Consumer prices increased by 0.56 percent in February, which together with consumer inflation in the previous 11 months resulted in an annualized consumer price index (CPI) increase of 10.43 percent, the Turkish Statistics Institute (TürkStat) said on Monday.
The latest figures represent minor progress in Turkey’s fight against inflation since the annualized rise in the CPI was at a three-year peak of 10.61 percent in January. They also were lower than expectations, but the news failed to lift Turkish stocks at the beginning of the week because they were pressured downwards by the uncertainty over Greece’s second bailout package and a lowered economic growth target in China. The benchmark İMKB-100 index of the İstanbul Stock Exchange (İMKB) was down slightly more than 1 percent at 60,273 points when the first trading session ended.

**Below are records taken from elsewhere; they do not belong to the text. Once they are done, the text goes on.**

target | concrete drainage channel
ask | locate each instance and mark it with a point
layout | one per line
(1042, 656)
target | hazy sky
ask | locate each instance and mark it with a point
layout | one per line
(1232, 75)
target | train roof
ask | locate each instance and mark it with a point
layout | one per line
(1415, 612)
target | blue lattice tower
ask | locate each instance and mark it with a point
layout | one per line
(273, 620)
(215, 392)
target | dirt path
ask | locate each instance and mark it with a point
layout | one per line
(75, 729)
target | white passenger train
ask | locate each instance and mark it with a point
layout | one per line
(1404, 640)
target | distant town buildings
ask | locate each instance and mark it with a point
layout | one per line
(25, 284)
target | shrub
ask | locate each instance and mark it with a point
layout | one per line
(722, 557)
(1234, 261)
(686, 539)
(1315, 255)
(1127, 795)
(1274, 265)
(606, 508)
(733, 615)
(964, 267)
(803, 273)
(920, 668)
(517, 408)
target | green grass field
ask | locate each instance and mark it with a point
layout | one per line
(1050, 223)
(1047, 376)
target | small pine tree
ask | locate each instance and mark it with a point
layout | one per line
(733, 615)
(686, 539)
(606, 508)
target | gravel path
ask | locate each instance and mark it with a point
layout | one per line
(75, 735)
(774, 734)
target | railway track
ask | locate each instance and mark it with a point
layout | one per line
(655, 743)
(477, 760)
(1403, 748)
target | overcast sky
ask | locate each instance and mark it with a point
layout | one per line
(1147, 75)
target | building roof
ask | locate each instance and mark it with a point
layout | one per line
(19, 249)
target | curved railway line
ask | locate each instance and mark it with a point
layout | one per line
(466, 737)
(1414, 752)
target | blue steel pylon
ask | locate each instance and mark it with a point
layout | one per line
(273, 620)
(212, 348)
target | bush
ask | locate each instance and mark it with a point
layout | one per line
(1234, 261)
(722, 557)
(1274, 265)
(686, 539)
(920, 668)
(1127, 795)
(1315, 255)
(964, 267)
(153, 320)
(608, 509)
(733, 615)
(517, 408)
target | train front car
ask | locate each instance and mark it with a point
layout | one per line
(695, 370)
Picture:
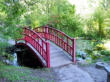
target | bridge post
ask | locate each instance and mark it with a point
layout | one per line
(48, 54)
(46, 32)
(25, 35)
(74, 50)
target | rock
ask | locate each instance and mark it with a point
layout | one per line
(101, 65)
(82, 62)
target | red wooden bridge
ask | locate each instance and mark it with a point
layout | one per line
(52, 47)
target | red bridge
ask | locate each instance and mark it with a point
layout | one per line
(52, 47)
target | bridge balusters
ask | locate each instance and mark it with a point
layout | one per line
(62, 39)
(48, 54)
(57, 37)
(25, 35)
(67, 43)
(73, 51)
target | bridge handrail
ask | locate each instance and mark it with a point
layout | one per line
(42, 47)
(49, 34)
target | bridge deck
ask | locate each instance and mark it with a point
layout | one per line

Inflation is a closely watched statistic in a country whose economy has steadily grown over 5 percent on average each year since 2003 and increased its pace of growth to over 8 percent in the past two years. The present inflation in consumer prices is partly a result of Turkish gross domestic product’s (GDP) expansion performance, and observers have already started warning against a possible hard landing following a long period of economic boom.
Government and Central Bank of Turkey officials, backed by some experts, maintain that a hard landing is a less likely scenario since the relevant measures put in place lately have started to prove effective in curbing both inflation and the current account deficit (CAD). A soft landing, a more sustainable rate of economic growth at 5 percent per year with milder inflation and a much lower CAD, is for them what is going to happen in the next three years covered by the government’s Medium-term Economic Program (OVP). The central bank expects consumer inflation to be around 5 percent by the end of this year.
The forecasts, which are related to economic growth as well as CAD and inflation in that program, however, may have to be revised if oil prices continue surging because of tensions between Iran and the West surrounding the Middle Eastern country’s controversial nuclear program. Although the major oil producer insists that its nuclear ambitions are limited to peaceful purposes, the West -- led by the United States -- says it suspects the country’s intentions. The US and Israel do not rule out a military operation against Iran, which has already become subject to tough UN and Western economic sanctions. The price of crude oil recently spiked to over $105 from below $100 on the growing tension in the region.
On Monday TürkStat also said producer prices, unlike consumer prices, dropped in February. According to the official statistics bureau, the producer price index (PPI) decreased by nearly 0.1 percent in the second month of the year. The annualized increase in the PPI was recorded at 9.15 percent the same month. It was 11.13 percent in January. That major slide in PPI is likely to push the CPI down as well since the decline in producer costs are possibly to be reflected in prices of consumer goods.